Severus nickte zustimmend, als sein Patron ihm versicherte, dass er, sollte er mal in solch eine Situation kommen sollte, sich natürlich nicht nur auf seinen iulischen Patron berufen konnte, sondern dieser auch alle Heben in Bewegung setzen würde, um dafür zu sorgen, dass eine solche Demütigung für den betreffenden Urbaner sicherlich nicht ohne Konsequenzen bleiben würde. Als Severus so darüber nachdachte, erinnerte er sich, dass der Iulier ja auch mal selbst Tribun bei den Urbanern gewesen war, dort also sicherlich noch gut vernetzt war...

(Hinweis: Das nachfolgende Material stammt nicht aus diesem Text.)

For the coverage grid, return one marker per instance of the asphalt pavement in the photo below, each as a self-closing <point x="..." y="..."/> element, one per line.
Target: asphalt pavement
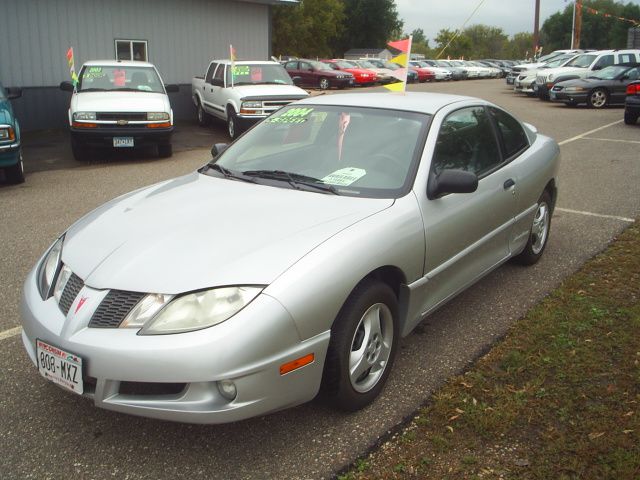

Da an diesem Moment jedoch der Kaiser eintrat, wurde nicht nur der helvetische Gedankengang unterbrochen, sondern natürlich war jetzt auch die Fortführung der Plauderei nicht mehr möglich. Zusätzlich stieg in dem Helvetier nun endgültig die Nervosität hoch, denn der stattliche ältere Mann, der da grade hereingekommen war und ihm bedeutete hatte, sich zu setzen, war nicht irgendwer, es war der Kaiser, der Imperator Caesar Augustus, das Oberhaupt der römischen Republik und alles in allem der mächtigste Mann der Welt. Zudem ein Mann, der weder durch einen politischen Putsch oder schiere militärische Übermacht seine Stellung errungen hatte, sondern einer, den die Senatoren gemäß uralter Traditionen für würdig befunden hatten, diese Rolle zu übernehmen. Severus war seinerzeit ja kurz vor dem Tod des letzten Kaisers in die Stadt gekommen und hatte entsprechend alle Vorgänge hautnah miterleben können, doch jetzt vor jenem Mann zu stehen, der damals gewählt und ausgerufen worden war, war nochmal etwas ganz anderes. Unwillkürlich musste Severus schlucken, klammerte sich dann aber an der gesellschaftlichen Erziehung, die sein Großvater ihm vermittelt hatte. Und wer, wenn nicht ein ehemaliger Primicerius a libellis, wusste, wie man in der Anwesenheit hoher Amtsträger und sogar des Kaisers eine annehmbare Figur machte? Dennoch wurde Severus den Gedanken nicht los, dass es hier um seine Zukunft ging und er sich so gut wie möglich verkaufen musste.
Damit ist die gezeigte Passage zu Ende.